Every Segment Is Valid
If k is extremely large, the entire array may always satisfy the constraint. In this situation the left pointer never moves, and every previous partition state contributes to the current one. The prefix-sum recurrence naturally accumulates all possibilities and effectively computes the expected 2^(n-1) count.

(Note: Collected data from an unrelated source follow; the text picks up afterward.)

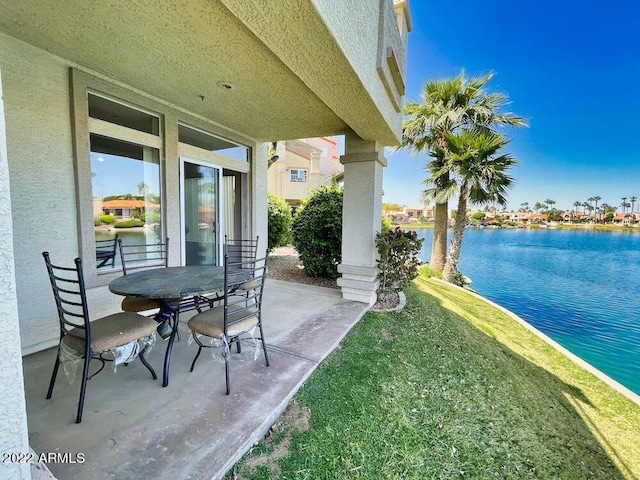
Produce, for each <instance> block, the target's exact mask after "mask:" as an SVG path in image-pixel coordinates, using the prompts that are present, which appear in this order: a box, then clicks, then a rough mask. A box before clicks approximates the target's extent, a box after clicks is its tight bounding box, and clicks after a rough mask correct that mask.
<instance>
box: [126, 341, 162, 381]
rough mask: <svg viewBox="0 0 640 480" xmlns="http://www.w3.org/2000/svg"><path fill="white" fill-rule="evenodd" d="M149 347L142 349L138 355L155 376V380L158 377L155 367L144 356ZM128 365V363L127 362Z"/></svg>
mask: <svg viewBox="0 0 640 480" xmlns="http://www.w3.org/2000/svg"><path fill="white" fill-rule="evenodd" d="M146 349H147V347H144V348H143V349H142V351H141V352H140V353H139V354H138V357H140V361H141V362H142V364H143V365H144V366H145V367H147V370H149V371H150V372H151V376H152V377H153V379H154V380H157V379H158V376H157V375H156V371H155V370H154V369H153V367H152V366H151V365H149V362H147V359H146V358H144V351H145V350H146ZM125 365H126V364H125Z"/></svg>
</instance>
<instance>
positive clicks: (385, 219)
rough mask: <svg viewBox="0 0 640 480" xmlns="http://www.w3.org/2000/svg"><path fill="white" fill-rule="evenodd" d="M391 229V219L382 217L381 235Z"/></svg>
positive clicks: (392, 226) (391, 226)
mask: <svg viewBox="0 0 640 480" xmlns="http://www.w3.org/2000/svg"><path fill="white" fill-rule="evenodd" d="M392 228H393V224H392V223H391V219H390V218H389V217H382V222H380V231H381V232H382V233H384V232H388V231H389V230H391V229H392Z"/></svg>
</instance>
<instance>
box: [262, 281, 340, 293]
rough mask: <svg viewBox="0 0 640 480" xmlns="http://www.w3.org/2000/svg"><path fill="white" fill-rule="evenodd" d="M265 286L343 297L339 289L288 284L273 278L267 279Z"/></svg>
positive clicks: (327, 287) (287, 283)
mask: <svg viewBox="0 0 640 480" xmlns="http://www.w3.org/2000/svg"><path fill="white" fill-rule="evenodd" d="M265 285H266V286H269V285H273V286H274V287H278V288H282V289H285V290H292V291H297V292H304V293H310V294H313V295H322V296H325V297H342V292H341V291H340V289H339V288H328V287H319V286H317V285H308V284H306V283H294V282H286V281H284V280H275V279H273V278H267V281H266V282H265Z"/></svg>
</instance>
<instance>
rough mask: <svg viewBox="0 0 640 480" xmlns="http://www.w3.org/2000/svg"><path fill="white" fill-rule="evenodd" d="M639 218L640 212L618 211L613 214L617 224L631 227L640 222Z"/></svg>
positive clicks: (615, 220)
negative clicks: (613, 214) (638, 219)
mask: <svg viewBox="0 0 640 480" xmlns="http://www.w3.org/2000/svg"><path fill="white" fill-rule="evenodd" d="M639 218H640V213H629V212H627V213H624V212H617V213H616V214H615V215H614V216H613V223H614V224H615V225H623V226H625V227H630V226H632V225H636V224H637V223H638V219H639Z"/></svg>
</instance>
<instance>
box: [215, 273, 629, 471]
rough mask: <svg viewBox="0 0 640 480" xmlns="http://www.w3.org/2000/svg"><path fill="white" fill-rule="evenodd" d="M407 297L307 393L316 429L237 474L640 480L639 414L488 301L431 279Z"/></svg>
mask: <svg viewBox="0 0 640 480" xmlns="http://www.w3.org/2000/svg"><path fill="white" fill-rule="evenodd" d="M405 293H406V295H407V305H406V306H405V308H404V309H403V310H402V311H400V312H391V313H368V314H367V315H365V317H364V318H363V319H362V320H361V321H360V322H359V323H358V324H357V325H356V326H355V327H354V328H353V329H352V331H351V332H350V333H349V334H348V335H347V337H346V338H345V339H344V341H343V342H342V343H341V345H340V346H339V348H338V349H336V351H334V352H333V353H332V354H331V355H330V356H329V357H328V358H327V359H326V360H325V361H324V362H323V363H322V364H321V365H320V366H319V367H318V369H317V370H316V371H315V372H314V373H313V375H312V376H311V377H310V378H309V380H308V381H307V382H306V383H305V385H304V386H303V387H302V389H301V390H300V391H299V392H298V394H297V396H296V398H295V400H294V402H293V405H294V406H295V408H296V410H297V411H303V412H307V416H308V418H307V419H306V420H305V422H302V423H304V426H303V427H300V426H299V424H298V423H297V422H296V421H295V418H294V419H293V420H292V419H289V420H288V421H286V422H281V423H280V424H278V425H277V426H276V428H274V434H273V435H271V436H269V437H267V438H266V439H264V440H263V441H262V442H261V444H260V445H258V446H257V447H256V448H255V449H254V450H253V451H252V452H250V453H249V454H247V455H246V456H245V457H244V458H243V460H242V461H241V462H240V463H238V464H237V465H236V466H235V467H234V468H233V469H232V471H231V472H230V473H229V474H228V476H227V478H234V479H235V478H242V479H245V478H246V479H269V478H281V479H343V478H353V479H369V478H370V479H398V478H412V479H428V478H438V479H440V478H477V479H489V478H548V479H558V478H562V479H587V478H594V479H607V480H610V479H619V478H627V479H630V478H640V429H639V428H638V425H640V406H638V405H637V404H635V403H633V402H631V401H630V400H628V399H627V398H625V397H624V396H622V395H620V394H618V393H617V392H615V391H613V390H612V389H611V388H610V387H608V386H607V385H606V384H604V383H603V382H602V381H600V380H599V379H597V378H596V377H595V376H593V375H592V374H590V373H588V372H587V371H585V370H584V369H582V368H580V367H579V366H577V365H576V364H574V363H573V362H571V361H570V360H569V359H567V358H566V357H565V356H564V355H562V354H560V353H559V352H558V351H557V350H555V349H554V348H552V347H550V346H549V345H548V344H547V343H545V342H544V341H542V340H541V339H539V338H538V337H537V336H535V335H534V334H533V333H531V332H530V331H529V330H527V329H526V328H524V327H523V326H521V325H520V324H518V323H517V322H515V321H514V320H513V319H512V318H511V317H509V316H508V315H506V314H505V313H503V312H502V311H500V310H498V309H495V308H494V307H492V306H491V305H489V304H488V303H486V302H484V301H482V300H481V299H478V298H476V297H474V296H472V295H469V294H467V293H466V292H463V291H461V290H459V289H454V288H452V287H450V286H448V285H445V284H443V283H441V282H437V281H435V280H431V279H426V278H419V279H417V280H416V281H415V282H414V285H412V286H411V287H410V288H409V289H407V291H406V292H405ZM285 417H286V415H285ZM283 439H286V440H283ZM274 450H280V453H279V454H278V455H277V456H272V457H270V460H269V461H266V462H264V461H263V462H261V461H260V458H259V457H260V456H261V455H265V454H267V455H268V454H269V452H273V451H274Z"/></svg>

Every Element Must Be Isolated
Consider arrays where any pair of neighboring elements already violates the constraint. Then the window shrinks immediately whenever a second element is added, causing left = right. The DP transition becomes dp[right+1] = dp[right], meaning there is exactly one valid partition. The implementation handles this automatically through the sliding-window adjustment process.
Large Input Size
With n = 50000, quadratic solutions are impossible. The implementation ensures that each index is inserted and removed from each deque at most once. Combined with O(1) DP transitions via prefix sums, the algorithm remains efficient even at the maximum constraint size.
Large Answer Values
The number of valid partitions can grow exponentially. Without modular arithmetic, integer values would become enormous. Every DP update and prefix-sum update is performed modulo 10^9 + 7, guaranteeing correctness and preventing overflow.